Shirley Chung, a Top Chef finalist and owner of Culver City’s Ms. Chi Cafe, recalls an incident last year in which a group of diners made her staff sanitize their outdoor table — twice. “It was very passive-aggressive racism against us,” says Chung, a Chinese American who says she now goes far above health requirements to overcome the racist connections some people make between COVID-19 and Asian people. “I stepped up service to protect ourselves.”

In the past year, Asian-owned businesses throughout L.A. have been doubly hit — by the pandemic shutdowns and by a rise in racist hate crimes. On March 2, the LAPD announced 15 anti-Asian hate crimes reported in the city in 2020, compared with seven in 2019. A new report by Stop AAPI Hate documents 3,795 racially motivated attacks against Asian Americans from March 2020 to February 2021 nationwide. Six women of Asian descent were among eight killed in shootings at three Atlanta-area massage parlors on March 16. The killer was white.

“I don’t think L.A. is a safe place. This is already happening everywhere,” says Chung.

RiceBox co-owners Leo and Lydia Lee tell THR they also have experienced racist incidents at their downtown restaurant, with a “dramatic” rise in prank calls asking, “Do you serve COVID here?” (Former President Trump was among those who would call it the “Chinese virus” because the first cases were reported there.) They had one customer push through barricades at the entrance just to come inside the restaurant and cough. This followed a 2018 Yelp review that suggested they were serving cats and dogs on the menu. “When COVID hit, I knew because of what we experienced before that we were going to be a target again,” says Leo Lee.

When these incidents first started, the restaurateur thought he had provided bad customer service or made someone visiting his restaurant upset. “At the end, we realized that actually, we didn’t do anything wrong, we simply existed and we were a target of someone’s jokes or racist comments,” he says.

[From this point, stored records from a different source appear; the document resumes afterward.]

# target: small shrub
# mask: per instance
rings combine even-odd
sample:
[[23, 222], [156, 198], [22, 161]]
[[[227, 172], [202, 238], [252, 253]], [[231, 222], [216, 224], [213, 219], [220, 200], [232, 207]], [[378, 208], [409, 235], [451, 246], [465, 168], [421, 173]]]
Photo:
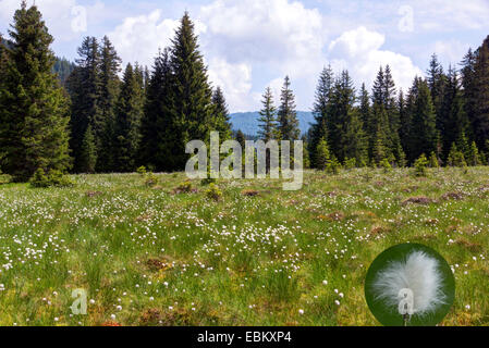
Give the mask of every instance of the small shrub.
[[327, 164], [326, 170], [328, 171], [328, 173], [334, 174], [334, 175], [340, 173], [341, 163], [338, 161], [335, 156], [331, 157], [331, 161]]
[[210, 184], [209, 189], [206, 191], [206, 197], [213, 201], [220, 201], [222, 199], [222, 191], [215, 184]]
[[217, 179], [211, 178], [211, 177], [206, 177], [200, 181], [201, 186], [209, 186], [210, 184], [216, 184], [216, 183], [217, 183]]
[[426, 174], [427, 174], [426, 167], [428, 166], [428, 164], [429, 164], [428, 159], [426, 158], [426, 154], [423, 153], [416, 160], [416, 162], [414, 162], [414, 169], [415, 169], [416, 176], [426, 176]]
[[57, 170], [50, 170], [46, 175], [45, 171], [39, 167], [29, 181], [32, 187], [72, 187], [74, 183], [69, 176]]
[[142, 165], [136, 170], [137, 174], [146, 175], [146, 166]]
[[146, 174], [145, 185], [147, 187], [154, 187], [158, 185], [158, 182], [159, 182], [158, 177], [152, 172]]
[[435, 151], [431, 152], [431, 156], [429, 157], [429, 166], [430, 167], [440, 167], [440, 162], [438, 161], [437, 154]]
[[192, 189], [193, 187], [191, 181], [183, 182], [176, 187], [176, 191], [181, 194], [190, 194], [192, 192]]
[[356, 159], [345, 159], [344, 167], [345, 170], [353, 170], [356, 167]]
[[383, 169], [383, 173], [389, 173], [392, 170], [392, 165], [388, 159], [380, 161], [379, 166]]

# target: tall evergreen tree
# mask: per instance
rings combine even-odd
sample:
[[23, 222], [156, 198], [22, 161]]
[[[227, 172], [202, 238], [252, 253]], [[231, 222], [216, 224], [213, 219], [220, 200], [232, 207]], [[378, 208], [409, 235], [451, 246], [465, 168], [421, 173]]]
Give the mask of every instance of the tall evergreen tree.
[[100, 50], [95, 37], [85, 37], [78, 48], [77, 67], [66, 83], [71, 100], [71, 148], [74, 156], [74, 171], [80, 172], [82, 141], [88, 125], [95, 136], [97, 152], [101, 150], [105, 122], [100, 109]]
[[236, 132], [236, 141], [240, 142], [241, 147], [244, 149], [246, 146], [246, 137], [241, 129]]
[[316, 151], [321, 139], [328, 139], [328, 122], [331, 105], [331, 92], [334, 86], [334, 74], [331, 65], [325, 67], [319, 76], [316, 88], [316, 100], [313, 107], [315, 123], [311, 125], [309, 139], [309, 157], [311, 167], [318, 167]]
[[115, 171], [131, 172], [136, 169], [140, 142], [143, 116], [143, 80], [140, 70], [127, 64], [117, 104], [115, 136], [118, 156]]
[[431, 99], [433, 100], [435, 112], [437, 113], [437, 127], [439, 130], [442, 130], [443, 114], [441, 112], [441, 108], [443, 104], [444, 88], [447, 86], [447, 76], [443, 72], [443, 66], [438, 61], [437, 54], [431, 55], [427, 76], [428, 87], [431, 92]]
[[172, 40], [173, 108], [171, 110], [172, 171], [183, 170], [188, 158], [185, 145], [193, 139], [209, 141], [212, 125], [212, 90], [199, 52], [194, 24], [187, 12]]
[[95, 136], [91, 130], [91, 125], [88, 125], [82, 141], [82, 149], [80, 154], [80, 171], [82, 173], [95, 173], [95, 165], [97, 164], [97, 147], [95, 146]]
[[114, 170], [114, 157], [118, 149], [114, 144], [115, 103], [119, 98], [121, 59], [107, 36], [103, 37], [100, 48], [100, 96], [99, 105], [103, 132], [101, 133], [101, 151], [98, 156], [98, 171], [110, 172]]
[[285, 76], [279, 108], [279, 130], [282, 140], [298, 140], [301, 130], [298, 129], [297, 112], [295, 110], [295, 96], [291, 89], [291, 79]]
[[489, 139], [489, 36], [477, 51], [473, 82], [474, 114], [472, 126], [478, 148], [486, 149]]
[[149, 77], [145, 112], [142, 120], [139, 164], [156, 171], [171, 171], [175, 167], [173, 147], [169, 141], [176, 132], [172, 119], [174, 100], [173, 74], [170, 63], [170, 50], [158, 53]]
[[438, 153], [439, 133], [437, 129], [437, 115], [431, 100], [428, 84], [417, 78], [417, 98], [414, 105], [412, 125], [412, 159], [423, 153]]
[[461, 82], [456, 71], [449, 69], [448, 82], [443, 94], [443, 103], [440, 109], [442, 119], [443, 160], [447, 160], [451, 146], [468, 134], [469, 124], [464, 109], [464, 98]]
[[264, 107], [258, 119], [260, 128], [258, 136], [261, 140], [268, 142], [269, 140], [278, 139], [277, 109], [273, 105], [273, 95], [270, 87], [267, 87], [261, 103]]
[[228, 103], [225, 102], [224, 94], [221, 87], [217, 87], [212, 92], [213, 104], [213, 129], [219, 132], [219, 139], [221, 142], [231, 139], [231, 119], [228, 110]]
[[13, 45], [0, 84], [1, 160], [7, 173], [25, 182], [38, 169], [69, 169], [68, 101], [52, 72], [53, 39], [37, 7], [23, 1], [9, 34]]

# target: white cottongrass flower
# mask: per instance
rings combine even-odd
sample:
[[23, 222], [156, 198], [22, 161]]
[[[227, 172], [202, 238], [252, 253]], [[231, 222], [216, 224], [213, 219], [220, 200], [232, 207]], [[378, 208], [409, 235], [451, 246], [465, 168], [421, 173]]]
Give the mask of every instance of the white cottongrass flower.
[[423, 251], [414, 251], [404, 261], [391, 262], [374, 281], [376, 299], [395, 309], [403, 289], [413, 291], [414, 314], [425, 315], [444, 304], [447, 296], [438, 261]]

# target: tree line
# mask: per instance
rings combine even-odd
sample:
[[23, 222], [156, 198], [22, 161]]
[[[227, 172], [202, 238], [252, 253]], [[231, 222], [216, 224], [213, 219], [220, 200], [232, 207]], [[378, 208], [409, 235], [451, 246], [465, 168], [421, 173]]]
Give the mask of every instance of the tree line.
[[[270, 88], [262, 98], [260, 138], [298, 139], [289, 78], [279, 109]], [[489, 37], [468, 51], [460, 70], [445, 72], [433, 54], [427, 77], [416, 77], [407, 92], [398, 92], [389, 65], [380, 67], [371, 92], [365, 84], [357, 92], [346, 70], [335, 75], [325, 67], [313, 112], [315, 123], [303, 140], [314, 169], [402, 167], [420, 157], [432, 165], [488, 164]]]
[[[0, 45], [0, 169], [27, 181], [38, 169], [72, 173], [132, 172], [139, 165], [185, 167], [185, 145], [236, 139], [221, 88], [212, 88], [188, 13], [149, 70], [126, 64], [106, 36], [84, 38], [72, 65], [57, 60], [38, 9], [23, 1], [11, 40]], [[122, 73], [122, 78], [120, 77]], [[285, 77], [280, 103], [264, 94], [258, 137], [306, 142], [306, 165], [325, 169], [413, 164], [421, 156], [445, 165], [489, 160], [489, 37], [447, 72], [432, 57], [427, 78], [396, 90], [389, 65], [371, 91], [357, 91], [347, 71], [321, 72], [315, 123], [301, 135]]]

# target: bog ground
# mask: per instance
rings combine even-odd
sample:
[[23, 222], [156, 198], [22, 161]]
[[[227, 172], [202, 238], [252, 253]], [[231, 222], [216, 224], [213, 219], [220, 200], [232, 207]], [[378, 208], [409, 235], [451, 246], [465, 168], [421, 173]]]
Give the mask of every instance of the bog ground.
[[[377, 325], [368, 265], [412, 241], [456, 278], [443, 325], [489, 324], [489, 169], [307, 172], [219, 181], [73, 176], [74, 188], [0, 186], [1, 325]], [[73, 315], [72, 290], [88, 294]]]

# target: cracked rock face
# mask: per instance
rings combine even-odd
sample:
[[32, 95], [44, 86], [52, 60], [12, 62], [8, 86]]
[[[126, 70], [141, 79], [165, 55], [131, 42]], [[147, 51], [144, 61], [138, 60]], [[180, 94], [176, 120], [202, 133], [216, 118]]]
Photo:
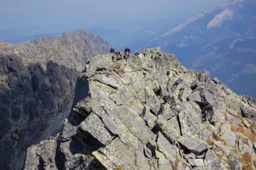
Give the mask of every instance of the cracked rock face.
[[90, 96], [76, 104], [62, 133], [28, 149], [25, 169], [255, 165], [253, 99], [236, 95], [206, 70], [187, 69], [158, 47], [127, 60], [118, 55], [90, 59], [81, 75]]

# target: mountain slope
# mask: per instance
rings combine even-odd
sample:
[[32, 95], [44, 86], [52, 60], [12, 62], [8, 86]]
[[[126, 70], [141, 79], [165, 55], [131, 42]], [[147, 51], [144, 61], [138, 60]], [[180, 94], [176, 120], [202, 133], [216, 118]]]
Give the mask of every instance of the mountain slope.
[[[21, 169], [28, 147], [61, 132], [70, 108], [89, 95], [85, 85], [76, 85], [79, 74], [92, 55], [108, 53], [110, 47], [82, 29], [55, 39], [0, 43], [2, 169]], [[83, 93], [75, 94], [76, 88]]]
[[90, 96], [62, 133], [28, 148], [25, 169], [254, 169], [254, 99], [159, 47], [131, 55], [91, 59]]
[[244, 71], [256, 67], [255, 8], [255, 1], [229, 1], [131, 48], [159, 46], [188, 68], [207, 70], [238, 94], [256, 98], [254, 82], [249, 81], [255, 79], [256, 72]]

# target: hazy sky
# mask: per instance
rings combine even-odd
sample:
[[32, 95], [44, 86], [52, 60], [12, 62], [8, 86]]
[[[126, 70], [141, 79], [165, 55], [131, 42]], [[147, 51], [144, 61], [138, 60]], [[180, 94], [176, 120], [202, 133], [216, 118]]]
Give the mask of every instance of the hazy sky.
[[[225, 0], [0, 0], [0, 41], [116, 23], [188, 18]], [[121, 22], [120, 22], [121, 23]], [[104, 28], [102, 28], [103, 29]], [[13, 38], [13, 37], [12, 37]]]

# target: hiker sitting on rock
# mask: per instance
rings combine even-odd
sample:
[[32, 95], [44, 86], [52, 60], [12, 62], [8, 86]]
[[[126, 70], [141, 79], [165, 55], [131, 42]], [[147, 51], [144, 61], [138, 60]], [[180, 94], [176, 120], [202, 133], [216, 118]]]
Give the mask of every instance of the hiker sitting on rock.
[[127, 58], [129, 58], [131, 51], [129, 48], [126, 48], [125, 50], [124, 50], [124, 52], [125, 52], [125, 55], [124, 56], [124, 58], [126, 59]]
[[114, 46], [113, 46], [112, 47], [110, 48], [110, 54], [114, 54], [115, 52], [115, 49], [114, 49]]

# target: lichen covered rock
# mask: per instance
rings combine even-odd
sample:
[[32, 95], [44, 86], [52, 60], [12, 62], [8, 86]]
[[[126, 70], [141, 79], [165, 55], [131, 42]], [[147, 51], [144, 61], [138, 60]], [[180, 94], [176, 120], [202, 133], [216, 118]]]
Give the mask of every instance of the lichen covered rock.
[[58, 163], [38, 161], [45, 157], [45, 146], [38, 145], [29, 149], [26, 168], [225, 169], [255, 165], [256, 124], [242, 114], [255, 115], [252, 99], [237, 96], [206, 70], [187, 69], [158, 47], [127, 60], [115, 54], [91, 60], [81, 74], [90, 96], [65, 122], [53, 148], [59, 149]]

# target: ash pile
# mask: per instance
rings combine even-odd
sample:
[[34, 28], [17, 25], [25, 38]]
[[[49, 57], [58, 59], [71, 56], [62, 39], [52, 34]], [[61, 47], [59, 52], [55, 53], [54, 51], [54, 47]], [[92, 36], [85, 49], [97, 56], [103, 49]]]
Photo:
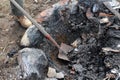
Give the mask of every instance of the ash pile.
[[119, 12], [116, 0], [63, 0], [41, 12], [37, 21], [68, 54], [61, 55], [31, 26], [21, 40], [21, 46], [29, 48], [19, 51], [23, 76], [28, 80], [120, 80]]

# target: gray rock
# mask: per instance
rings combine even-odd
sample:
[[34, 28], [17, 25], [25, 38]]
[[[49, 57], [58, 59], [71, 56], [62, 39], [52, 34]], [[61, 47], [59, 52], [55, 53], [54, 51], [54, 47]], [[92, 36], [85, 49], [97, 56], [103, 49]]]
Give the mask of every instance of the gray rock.
[[19, 65], [22, 68], [24, 78], [28, 80], [43, 80], [48, 60], [45, 53], [40, 49], [24, 48], [19, 51]]
[[57, 79], [63, 79], [64, 78], [64, 74], [62, 72], [56, 73], [56, 78]]
[[54, 68], [49, 67], [47, 76], [49, 78], [54, 78], [56, 76], [56, 70]]
[[39, 46], [39, 44], [43, 41], [43, 38], [44, 36], [38, 28], [32, 25], [24, 33], [20, 44], [24, 47]]
[[56, 78], [45, 78], [45, 80], [58, 80]]

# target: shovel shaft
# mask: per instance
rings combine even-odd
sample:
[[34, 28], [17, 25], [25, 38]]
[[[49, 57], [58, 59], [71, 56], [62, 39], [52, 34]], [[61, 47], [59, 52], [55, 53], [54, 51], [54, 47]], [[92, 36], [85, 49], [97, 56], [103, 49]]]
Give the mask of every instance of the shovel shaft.
[[37, 23], [36, 20], [34, 20], [15, 0], [10, 0], [10, 1], [40, 30], [40, 32], [48, 40], [50, 40], [58, 49], [60, 49], [58, 43], [44, 30], [44, 28], [40, 24]]

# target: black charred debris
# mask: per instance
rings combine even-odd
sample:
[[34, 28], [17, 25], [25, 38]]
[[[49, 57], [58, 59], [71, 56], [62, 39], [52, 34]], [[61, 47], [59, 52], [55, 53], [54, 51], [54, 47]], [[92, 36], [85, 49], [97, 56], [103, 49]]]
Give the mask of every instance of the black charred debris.
[[[77, 0], [71, 1], [74, 3]], [[112, 9], [109, 9], [104, 1], [108, 1]], [[42, 23], [46, 31], [59, 44], [63, 42], [74, 48], [67, 54], [69, 62], [56, 59], [58, 50], [43, 37], [39, 38], [39, 35], [37, 38], [31, 35], [31, 38], [34, 36], [34, 41], [29, 39], [34, 46], [30, 44], [30, 47], [36, 45], [38, 47], [40, 44], [39, 48], [49, 58], [48, 66], [55, 68], [58, 72], [64, 71], [65, 77], [62, 80], [120, 80], [120, 16], [111, 11], [115, 10], [120, 13], [120, 3], [116, 0], [79, 0], [72, 7], [72, 9], [71, 6], [56, 8], [51, 17]], [[27, 34], [32, 34], [29, 33], [30, 31], [27, 32]], [[37, 32], [37, 34], [41, 33]], [[39, 41], [40, 39], [41, 41]], [[25, 53], [24, 50], [23, 53]], [[28, 55], [32, 54], [28, 53]], [[43, 69], [47, 66], [47, 60], [45, 55], [41, 56], [37, 59], [42, 61], [40, 58], [45, 58], [43, 62], [46, 64], [39, 64], [44, 66]], [[25, 58], [22, 64], [24, 64], [24, 60]], [[38, 64], [37, 61], [36, 64]], [[32, 63], [30, 65], [34, 67]], [[35, 65], [33, 69], [40, 69], [40, 66]], [[36, 72], [37, 75], [40, 75], [39, 71]]]

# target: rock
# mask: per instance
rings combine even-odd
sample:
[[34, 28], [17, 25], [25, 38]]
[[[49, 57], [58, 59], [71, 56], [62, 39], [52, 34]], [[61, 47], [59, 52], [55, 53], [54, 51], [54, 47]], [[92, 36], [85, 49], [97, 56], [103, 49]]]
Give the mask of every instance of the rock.
[[81, 73], [82, 71], [85, 70], [81, 64], [74, 64], [73, 68], [75, 69], [75, 71], [77, 71], [79, 73]]
[[43, 80], [44, 72], [48, 65], [45, 53], [35, 48], [24, 48], [18, 53], [18, 63], [22, 68], [24, 78], [28, 80]]
[[45, 80], [58, 80], [56, 78], [45, 78]]
[[47, 76], [49, 78], [54, 78], [56, 76], [56, 70], [54, 68], [49, 67]]
[[39, 46], [43, 38], [44, 36], [38, 28], [32, 25], [24, 33], [20, 45], [24, 47]]
[[62, 72], [59, 72], [59, 73], [56, 74], [56, 78], [57, 79], [62, 79], [62, 78], [64, 78], [64, 74]]
[[105, 23], [109, 23], [110, 21], [109, 21], [109, 19], [108, 18], [102, 18], [102, 19], [100, 19], [100, 23], [101, 24], [105, 24]]
[[82, 42], [81, 38], [78, 38], [71, 45], [76, 48], [76, 47], [78, 47], [78, 45], [81, 44], [81, 42]]

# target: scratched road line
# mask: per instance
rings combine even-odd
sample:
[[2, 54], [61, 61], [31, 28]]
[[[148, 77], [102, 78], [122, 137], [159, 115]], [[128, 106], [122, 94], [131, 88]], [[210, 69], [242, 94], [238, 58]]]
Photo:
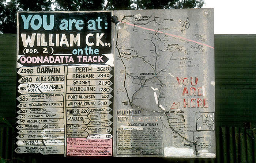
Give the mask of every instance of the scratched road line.
[[[125, 22], [125, 24], [128, 24], [128, 25], [130, 25], [130, 26], [135, 26], [135, 27], [139, 27], [139, 28], [142, 28], [142, 29], [144, 29], [144, 30], [148, 30], [151, 31], [153, 31], [155, 32], [157, 32], [157, 33], [164, 33], [164, 32], [163, 32], [161, 31], [156, 31], [155, 30], [153, 30], [153, 29], [150, 29], [150, 28], [145, 28], [145, 27], [142, 27], [142, 26], [138, 26], [138, 25], [137, 25], [133, 24], [132, 24], [129, 23], [128, 23], [128, 22]], [[187, 38], [184, 38], [184, 37], [181, 37], [181, 36], [177, 36], [177, 35], [172, 35], [172, 34], [168, 34], [168, 33], [164, 33], [164, 34], [166, 34], [166, 35], [169, 35], [169, 36], [174, 36], [174, 37], [177, 37], [177, 38], [181, 38], [181, 39], [184, 39], [184, 40], [188, 40], [188, 41], [190, 41], [190, 42], [195, 42], [195, 43], [198, 43], [198, 44], [201, 44], [201, 45], [204, 45], [204, 46], [206, 46], [208, 47], [210, 47], [210, 48], [212, 48], [212, 49], [214, 49], [214, 47], [212, 47], [212, 46], [209, 46], [209, 45], [208, 45], [206, 44], [205, 44], [203, 43], [200, 43], [200, 42], [197, 42], [197, 41], [194, 41], [194, 40], [190, 40], [190, 39], [187, 39]]]

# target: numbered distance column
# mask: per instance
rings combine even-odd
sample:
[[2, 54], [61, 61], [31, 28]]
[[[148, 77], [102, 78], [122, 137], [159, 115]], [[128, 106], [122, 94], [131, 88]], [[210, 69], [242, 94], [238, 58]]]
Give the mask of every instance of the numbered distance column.
[[15, 151], [63, 154], [64, 66], [22, 67], [17, 73], [19, 135]]
[[113, 67], [68, 66], [67, 155], [112, 155]]

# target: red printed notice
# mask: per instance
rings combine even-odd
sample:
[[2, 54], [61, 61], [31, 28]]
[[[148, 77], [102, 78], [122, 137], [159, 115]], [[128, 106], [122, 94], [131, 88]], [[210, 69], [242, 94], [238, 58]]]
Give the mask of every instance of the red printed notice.
[[86, 139], [68, 138], [67, 156], [99, 156], [112, 155], [112, 139]]

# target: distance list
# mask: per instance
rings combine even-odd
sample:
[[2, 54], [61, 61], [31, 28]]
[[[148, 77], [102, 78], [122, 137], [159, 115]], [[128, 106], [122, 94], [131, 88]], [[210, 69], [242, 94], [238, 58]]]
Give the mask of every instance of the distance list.
[[17, 153], [112, 155], [113, 67], [18, 69]]

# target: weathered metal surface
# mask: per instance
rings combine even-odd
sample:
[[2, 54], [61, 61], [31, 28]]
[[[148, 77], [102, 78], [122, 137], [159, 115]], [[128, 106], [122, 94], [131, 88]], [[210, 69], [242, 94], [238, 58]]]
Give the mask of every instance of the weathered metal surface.
[[115, 14], [114, 156], [215, 158], [213, 9]]

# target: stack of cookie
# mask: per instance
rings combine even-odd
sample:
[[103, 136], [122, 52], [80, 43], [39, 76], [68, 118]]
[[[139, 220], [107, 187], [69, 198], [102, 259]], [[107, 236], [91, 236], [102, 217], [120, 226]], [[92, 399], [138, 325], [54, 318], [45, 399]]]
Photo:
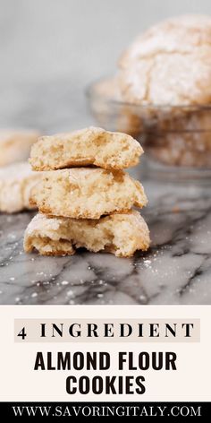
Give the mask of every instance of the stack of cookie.
[[139, 181], [122, 169], [143, 150], [131, 136], [89, 127], [45, 136], [31, 150], [33, 170], [45, 170], [31, 203], [39, 213], [28, 226], [26, 252], [72, 255], [75, 248], [130, 256], [149, 246], [148, 226], [132, 206], [148, 200]]

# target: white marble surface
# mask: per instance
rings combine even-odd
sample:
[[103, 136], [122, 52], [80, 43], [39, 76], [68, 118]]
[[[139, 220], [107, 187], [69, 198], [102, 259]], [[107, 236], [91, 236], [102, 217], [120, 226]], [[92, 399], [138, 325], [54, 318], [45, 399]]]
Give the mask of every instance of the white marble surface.
[[0, 216], [0, 304], [211, 304], [209, 187], [145, 181], [148, 253], [25, 255], [31, 213]]

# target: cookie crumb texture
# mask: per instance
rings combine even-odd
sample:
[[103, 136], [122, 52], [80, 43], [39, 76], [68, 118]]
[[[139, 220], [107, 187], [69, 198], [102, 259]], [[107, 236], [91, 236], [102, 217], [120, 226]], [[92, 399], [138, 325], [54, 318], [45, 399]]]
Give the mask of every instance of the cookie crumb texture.
[[99, 219], [148, 203], [141, 184], [127, 173], [89, 168], [45, 172], [30, 201], [47, 215], [77, 219]]
[[127, 101], [210, 103], [211, 18], [188, 15], [162, 22], [138, 37], [119, 64]]
[[76, 248], [106, 251], [118, 257], [131, 256], [149, 246], [148, 225], [136, 211], [112, 214], [99, 220], [50, 218], [37, 214], [24, 237], [27, 253], [43, 255], [73, 255]]
[[34, 170], [90, 165], [121, 169], [137, 165], [142, 153], [131, 136], [91, 126], [39, 138], [31, 149], [30, 161]]
[[39, 172], [32, 172], [27, 162], [0, 168], [0, 212], [14, 213], [34, 208], [30, 196], [40, 176]]

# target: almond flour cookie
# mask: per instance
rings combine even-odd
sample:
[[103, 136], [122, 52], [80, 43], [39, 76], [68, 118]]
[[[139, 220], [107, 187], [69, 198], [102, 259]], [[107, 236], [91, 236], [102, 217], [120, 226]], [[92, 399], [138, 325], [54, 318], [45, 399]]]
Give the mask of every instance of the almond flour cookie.
[[136, 211], [111, 214], [99, 220], [50, 218], [37, 214], [29, 224], [24, 249], [36, 249], [43, 255], [73, 255], [76, 248], [105, 250], [119, 257], [129, 257], [136, 250], [149, 246], [147, 223]]
[[24, 161], [38, 134], [34, 131], [0, 131], [0, 167]]
[[131, 136], [91, 126], [39, 138], [31, 149], [30, 161], [34, 170], [89, 165], [120, 169], [137, 165], [142, 153]]
[[31, 188], [40, 179], [27, 162], [0, 168], [0, 212], [13, 213], [33, 208], [30, 204]]
[[99, 219], [143, 207], [147, 197], [141, 184], [122, 170], [77, 168], [45, 172], [31, 192], [39, 212], [77, 219]]
[[136, 104], [211, 101], [211, 17], [181, 16], [140, 35], [120, 60], [123, 99]]

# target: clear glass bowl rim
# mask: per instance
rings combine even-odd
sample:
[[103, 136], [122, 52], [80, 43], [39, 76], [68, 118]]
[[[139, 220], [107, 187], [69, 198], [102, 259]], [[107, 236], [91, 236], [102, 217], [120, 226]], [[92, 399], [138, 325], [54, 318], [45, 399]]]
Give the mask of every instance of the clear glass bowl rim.
[[[111, 77], [110, 77], [111, 78]], [[101, 82], [104, 82], [104, 81], [106, 81], [109, 79], [109, 76], [107, 77], [101, 77], [101, 78], [98, 78], [95, 81], [93, 81], [92, 82], [90, 82], [89, 84], [88, 84], [88, 86], [86, 87], [85, 89], [85, 95], [86, 97], [89, 99], [89, 100], [92, 100], [92, 99], [98, 99], [98, 100], [102, 100], [104, 101], [105, 103], [107, 103], [109, 105], [114, 105], [114, 106], [119, 106], [121, 108], [122, 107], [127, 107], [127, 108], [132, 108], [133, 110], [134, 108], [137, 108], [137, 110], [146, 110], [147, 108], [150, 108], [151, 110], [153, 108], [155, 109], [166, 109], [166, 108], [173, 108], [174, 110], [178, 109], [188, 109], [190, 111], [191, 110], [194, 110], [195, 112], [197, 110], [210, 110], [211, 112], [211, 103], [207, 103], [207, 104], [181, 104], [181, 105], [173, 105], [173, 104], [162, 104], [162, 105], [159, 105], [159, 104], [154, 104], [154, 103], [148, 103], [148, 104], [137, 104], [137, 103], [131, 103], [131, 102], [129, 102], [129, 101], [121, 101], [119, 100], [118, 99], [112, 99], [111, 97], [105, 97], [105, 96], [102, 96], [100, 95], [99, 93], [97, 93], [96, 91], [96, 89], [97, 89], [97, 85]]]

A chilling effect can be seen in places like Little Tokyo, where fewer people are coming outside after sundown, according to Kristin Fukushima, managing director of the Little Tokyo Community Council. “People just feel a little bit less safe,” she says. And Chinatown is “kind of like a ghost town after 5 p.m.,” says Chinese tearoom Steep LA co-founder Lydia Lin of the newly cautious mood. “Most of the businesses actually close about 6 p.m.; even the restaurants close early.”

Michelle Kang, manager of Koreatown’s Bulgogi Hut, also points to many Asian businesses run by an older generation that doesn’t know how to operate websites, social media and delivery apps, reducing customers even further. 

To better equip Asian-American communities against these incidents, activist Esther Lim created a series of booklets in seven languages on how to report hate crimes and what to do during an attack. “People are just finding [COVID] an excuse to be blatantly racist toward us, and I think that was already conditioned in them before the pandemic,” says Lim. “So now it’s like, ‘Open call to hunt them down,’ and it makes us really scared.”

For those wanting to help, activist groups like Hollaback! are holding bystander intervention trainings; others, like David and Nicole Um, have taken to saving Koreatown businesses via social media, highlighting local spots and selling merch through their Ktown Fan Club brand. L.A. Food Gang hosted a Clubhouse chat March 3 with Margaret Cho and Lisa Ling that raised nearly $60,000 for struggling Asian American Pacific Islander restaurants.

“The recent devastating pandemic brings out the worst and the best of us,” says Mr Chow’s Michael Chow. “We all have learned a valuable lesson. Each of us is part of a global society; only together as one can we make the world a better place.”